Add dropout and recurrent_dropout to CuDNNLSTM and CuDNNGRU

bzamecnik commented 6 years ago

Native Keras GRU and LSTM layers support dropout and recurrent_dropout, but their CuDNN-accelerated counterparts, CuDNNLSTM and CuDNNGRU, do not. It might be good to add these features. Although CuDNN RNNs do not support dropout natively, it seems to be possible to implement it outside of CuDNN. At least TensorFlow is capable of that. In Keras dropout can be applied either on inputs (dropout), which should be straightforward, or on previous hidden state (recurrent_dropout). I'm not sure if the latter might be possible, tough.

The reason is using CuDNN RNN implementation for fast training and allow dropout regularization at the same time.

Please comment if this makes sense or it is wanted. I'd be happy to try implementing that. Thanks.

whatever1983 commented 6 years ago

This is what is desperately needed. Plus, in layer_CuDNN_LSTM, the dtype = float16 is not enabled for Nvidia's CUDA 9.1 FP16 training.

tRosenflanz commented 6 years ago

I guess applying Dropout(x)(inputs) before the LSTM layer will do the same as the dropout, right? Or do you think it can cause a slow down?

ml-pickle commented 6 years ago

This was would be tremendously helpful to many, many people. Not being able to use dropout often renders CuDNN layers virtually useless for training smaller datasets.

tRosenflanz commented 6 years ago

Recurrent dropout is still not supported with Tensorflow, if you would like to see it please submit the request there. The input dropout can easily be achieved by adding a dropout layers before the CuDNRNN layer manually

bitmanlger commented 6 years ago

@tRosenflanz are you sure? https://github.com/tensorflow/tensorflow/issues/6466#issuecomment-339517889

tRosenflanz commented 6 years ago

If I am reading the tensorflow thread right, it says that the dropout they support is applied between layers only and not on the hidden states that get passed from CuDNN cell to CuDNN cell within one layer. The dropout they support is equivalent to adding a dropout layer yourself as far as I understand.

bitmanlger commented 6 years ago

@tRosenflanz Sorry, you're right. http://docs.nvidia.com/deeplearning/sdk/cudnn-developer-guide/index.html#cudnnDropoutDescriptor_t suggests that " Dropout will be applied between layers " this applies to the latest CuDNN. :( ref: https://github.com/tensorflow/tensorflow/blob/master/tensorflow/contrib/cudnn_rnn/kernels/cudnn_rnn_ops.cc#L549

fchollet commented 6 years ago

Recurrent dropout is not implemented in cuDNN RNN ops. At the cuDNN level. So we can't have it in Keras.
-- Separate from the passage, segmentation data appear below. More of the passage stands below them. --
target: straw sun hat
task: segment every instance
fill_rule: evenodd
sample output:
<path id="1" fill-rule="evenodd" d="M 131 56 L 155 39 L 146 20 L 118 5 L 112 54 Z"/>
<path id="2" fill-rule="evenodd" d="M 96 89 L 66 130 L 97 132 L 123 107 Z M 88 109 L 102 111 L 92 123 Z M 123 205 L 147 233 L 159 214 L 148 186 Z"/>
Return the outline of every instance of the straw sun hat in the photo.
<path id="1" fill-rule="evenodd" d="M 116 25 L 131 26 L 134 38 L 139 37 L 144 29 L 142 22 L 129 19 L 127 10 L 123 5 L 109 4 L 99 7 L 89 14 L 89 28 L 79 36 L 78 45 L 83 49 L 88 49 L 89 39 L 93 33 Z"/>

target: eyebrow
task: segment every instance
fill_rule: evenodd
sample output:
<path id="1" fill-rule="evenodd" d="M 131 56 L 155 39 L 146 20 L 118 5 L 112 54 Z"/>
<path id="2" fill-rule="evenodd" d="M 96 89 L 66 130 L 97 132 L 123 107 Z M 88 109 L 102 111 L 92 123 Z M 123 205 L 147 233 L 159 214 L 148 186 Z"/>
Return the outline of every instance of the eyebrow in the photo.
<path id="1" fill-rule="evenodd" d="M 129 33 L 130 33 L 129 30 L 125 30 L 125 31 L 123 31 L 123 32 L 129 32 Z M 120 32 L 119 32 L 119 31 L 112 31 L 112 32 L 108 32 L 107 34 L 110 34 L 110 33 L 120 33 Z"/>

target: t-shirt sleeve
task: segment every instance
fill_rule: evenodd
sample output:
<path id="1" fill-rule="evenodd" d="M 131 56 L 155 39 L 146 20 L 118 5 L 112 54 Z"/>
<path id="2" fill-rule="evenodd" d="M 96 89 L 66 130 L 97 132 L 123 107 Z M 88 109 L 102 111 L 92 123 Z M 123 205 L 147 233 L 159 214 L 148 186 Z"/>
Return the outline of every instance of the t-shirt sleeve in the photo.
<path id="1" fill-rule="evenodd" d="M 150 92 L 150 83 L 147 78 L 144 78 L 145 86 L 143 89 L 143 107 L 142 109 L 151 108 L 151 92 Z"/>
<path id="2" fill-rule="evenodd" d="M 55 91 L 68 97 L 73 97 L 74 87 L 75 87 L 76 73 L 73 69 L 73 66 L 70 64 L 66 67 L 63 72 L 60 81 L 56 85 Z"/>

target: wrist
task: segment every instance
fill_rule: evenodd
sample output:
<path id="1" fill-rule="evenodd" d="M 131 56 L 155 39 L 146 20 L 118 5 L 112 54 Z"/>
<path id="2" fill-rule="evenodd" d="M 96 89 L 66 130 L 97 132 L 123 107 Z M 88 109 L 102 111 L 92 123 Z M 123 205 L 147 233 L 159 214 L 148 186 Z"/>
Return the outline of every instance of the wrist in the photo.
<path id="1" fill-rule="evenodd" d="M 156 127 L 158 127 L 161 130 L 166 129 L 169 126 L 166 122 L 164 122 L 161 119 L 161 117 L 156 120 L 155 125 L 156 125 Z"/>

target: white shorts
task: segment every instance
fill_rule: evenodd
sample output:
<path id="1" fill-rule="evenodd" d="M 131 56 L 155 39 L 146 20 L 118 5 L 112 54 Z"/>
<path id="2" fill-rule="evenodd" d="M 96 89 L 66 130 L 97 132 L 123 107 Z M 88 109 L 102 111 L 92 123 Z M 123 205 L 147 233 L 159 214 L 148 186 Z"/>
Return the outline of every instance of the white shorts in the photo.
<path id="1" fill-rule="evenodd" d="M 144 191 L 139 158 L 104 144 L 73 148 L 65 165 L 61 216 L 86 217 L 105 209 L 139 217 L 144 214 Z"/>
The dropout option in the cuDNN API is not recurrent dropout (unlike what is in Keras), so it is basically useless (regular dropout doesn't work with RNNs).

Actually using such dropout in a stacked RNN will wreck training.

smyskoff commented 6 years ago

Will time-distributed dropout solve the problem? Something like this:

...
for idx in range(num_layers):
    top_layer = idx == num_layers - 1
    layer = CuDNNLSTM(..., return_sequences=top_layer)(layer)
    if not top_layer:
        layer = TimeDistributed(Dropout(dropout))(layer)

...

smyskoff commented 6 years ago

Oh, it looks like even simpler due to documentation: https://keras.io/layers/core/#dropout

noise_shape: 1D integer tensor representing the shape of the binary dropout mask that will be multiplied with the input. For instance, if your inputs have shape (batch_size, timesteps, features) and you want the dropout mask to be the same for all timesteps, you can use noise_shape=(batch_size, 1, features).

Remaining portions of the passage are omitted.